Comparing the Behavior of the Cardiac Autonomic Regulation System During 24h in Patient Post Stroke and Controls

Stroke Clinical Trial

Official title:
Comparing the Behavior of the Cardiac Autonomic Regulation System During 24h in Patient Post Stroke and Controls

Clinical Trial Details — Status: Not yet recruiting

Administrative data
NCT number NCT02735616
Other study ID # 008215rmc
Secondary ID
Status Not yet recruiting
Phase N/A
First received March 7, 2016
Last updated April 6, 2016
Start date April 2016
Est. completion date December 2017

Study information
Verified date March 2016
Source Rabin Medical Center
Contact Avital Hershkovitz, MD
Phone 972-3-9373841
Email avitalhe@clalit.org.il
Is FDA regulated No
Health authority Israel: Ethics Commission
Study type Observational [Patient Registry]

Clinical Trial Summary

By Investigating the heart rate variability (HRV) of 15 patients after stroke and compare it to the HRV of 15 orthopedic patients, the investigators hope to achieve 3 main goals:

1. To describe the 24-hour circadian rhythm of heart rate among patients after stroke in the sub-acute phase during 3 days. 2. To examine the differences in the circadian rhythm of heart rate along 3 days between patients after stroke in the sub-acute phase and control group matched by age and gender. 3. To describe the reaction and examine the differences in reactions of the heart autonomic system during rest, paced breathing and activity in both groups- stoke and control.

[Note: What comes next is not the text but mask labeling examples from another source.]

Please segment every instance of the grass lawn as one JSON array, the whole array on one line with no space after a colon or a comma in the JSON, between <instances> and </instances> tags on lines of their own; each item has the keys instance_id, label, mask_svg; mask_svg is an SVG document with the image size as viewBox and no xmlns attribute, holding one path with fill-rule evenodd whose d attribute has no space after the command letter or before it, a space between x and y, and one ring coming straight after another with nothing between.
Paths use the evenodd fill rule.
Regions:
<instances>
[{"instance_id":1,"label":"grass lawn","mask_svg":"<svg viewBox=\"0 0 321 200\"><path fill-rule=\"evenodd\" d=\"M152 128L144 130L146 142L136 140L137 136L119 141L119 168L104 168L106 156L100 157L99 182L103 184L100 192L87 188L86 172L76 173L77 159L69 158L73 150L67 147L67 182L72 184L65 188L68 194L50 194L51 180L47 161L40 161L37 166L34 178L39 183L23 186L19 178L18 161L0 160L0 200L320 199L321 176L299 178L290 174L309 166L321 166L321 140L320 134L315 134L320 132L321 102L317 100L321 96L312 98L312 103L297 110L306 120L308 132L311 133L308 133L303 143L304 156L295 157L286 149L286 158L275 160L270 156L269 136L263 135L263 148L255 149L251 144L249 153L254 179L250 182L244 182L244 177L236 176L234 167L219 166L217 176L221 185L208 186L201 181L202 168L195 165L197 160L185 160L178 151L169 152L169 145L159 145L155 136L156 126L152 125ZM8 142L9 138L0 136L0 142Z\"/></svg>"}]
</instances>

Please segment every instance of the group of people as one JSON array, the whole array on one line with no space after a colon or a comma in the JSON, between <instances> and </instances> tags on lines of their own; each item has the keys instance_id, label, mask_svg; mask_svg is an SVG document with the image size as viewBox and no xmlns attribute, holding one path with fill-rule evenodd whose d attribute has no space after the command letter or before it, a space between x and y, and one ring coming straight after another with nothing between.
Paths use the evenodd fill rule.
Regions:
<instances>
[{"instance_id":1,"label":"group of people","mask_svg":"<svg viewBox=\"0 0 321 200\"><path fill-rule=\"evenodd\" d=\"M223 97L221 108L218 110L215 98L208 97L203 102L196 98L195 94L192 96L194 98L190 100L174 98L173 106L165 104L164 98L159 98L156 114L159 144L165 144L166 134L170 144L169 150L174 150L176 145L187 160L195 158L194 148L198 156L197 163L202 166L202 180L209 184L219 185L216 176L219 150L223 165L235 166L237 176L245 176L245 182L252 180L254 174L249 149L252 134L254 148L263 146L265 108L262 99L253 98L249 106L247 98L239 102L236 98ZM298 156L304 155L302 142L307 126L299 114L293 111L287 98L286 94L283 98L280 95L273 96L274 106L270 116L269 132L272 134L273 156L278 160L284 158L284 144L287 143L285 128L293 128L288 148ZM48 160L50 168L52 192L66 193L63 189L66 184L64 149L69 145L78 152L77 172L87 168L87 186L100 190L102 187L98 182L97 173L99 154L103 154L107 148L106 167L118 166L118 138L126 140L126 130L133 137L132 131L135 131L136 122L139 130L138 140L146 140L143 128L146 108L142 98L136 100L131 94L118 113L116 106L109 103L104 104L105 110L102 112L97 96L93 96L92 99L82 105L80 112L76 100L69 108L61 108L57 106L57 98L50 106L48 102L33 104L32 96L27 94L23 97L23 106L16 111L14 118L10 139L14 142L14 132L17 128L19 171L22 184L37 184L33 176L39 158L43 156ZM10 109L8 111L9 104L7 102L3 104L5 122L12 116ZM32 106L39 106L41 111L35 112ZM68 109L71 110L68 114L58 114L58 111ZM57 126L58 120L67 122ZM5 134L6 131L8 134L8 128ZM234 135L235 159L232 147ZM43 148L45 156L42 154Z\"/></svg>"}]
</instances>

The HRV will be monitored by Polar watch and the activity will be measured by accelerometer, both will be attached to the patients at the beginning of the trial and will stay on them for 3 whole days.

Description:

Background: Evaluating the autonomic system is conducting, among others, by comparing the relationships between the two sub-systems that assembler it: the sympathetic and the parasympathetic systems. In normal conditions, there is balance between both systems which reflects in a highly dynamic heart rate and heart rate variability. As part of the brain injury after stroke, the autonomic system is also damaged. The heart rate variability is decreased and the 24-hour circadian rhythm of heart rate changes.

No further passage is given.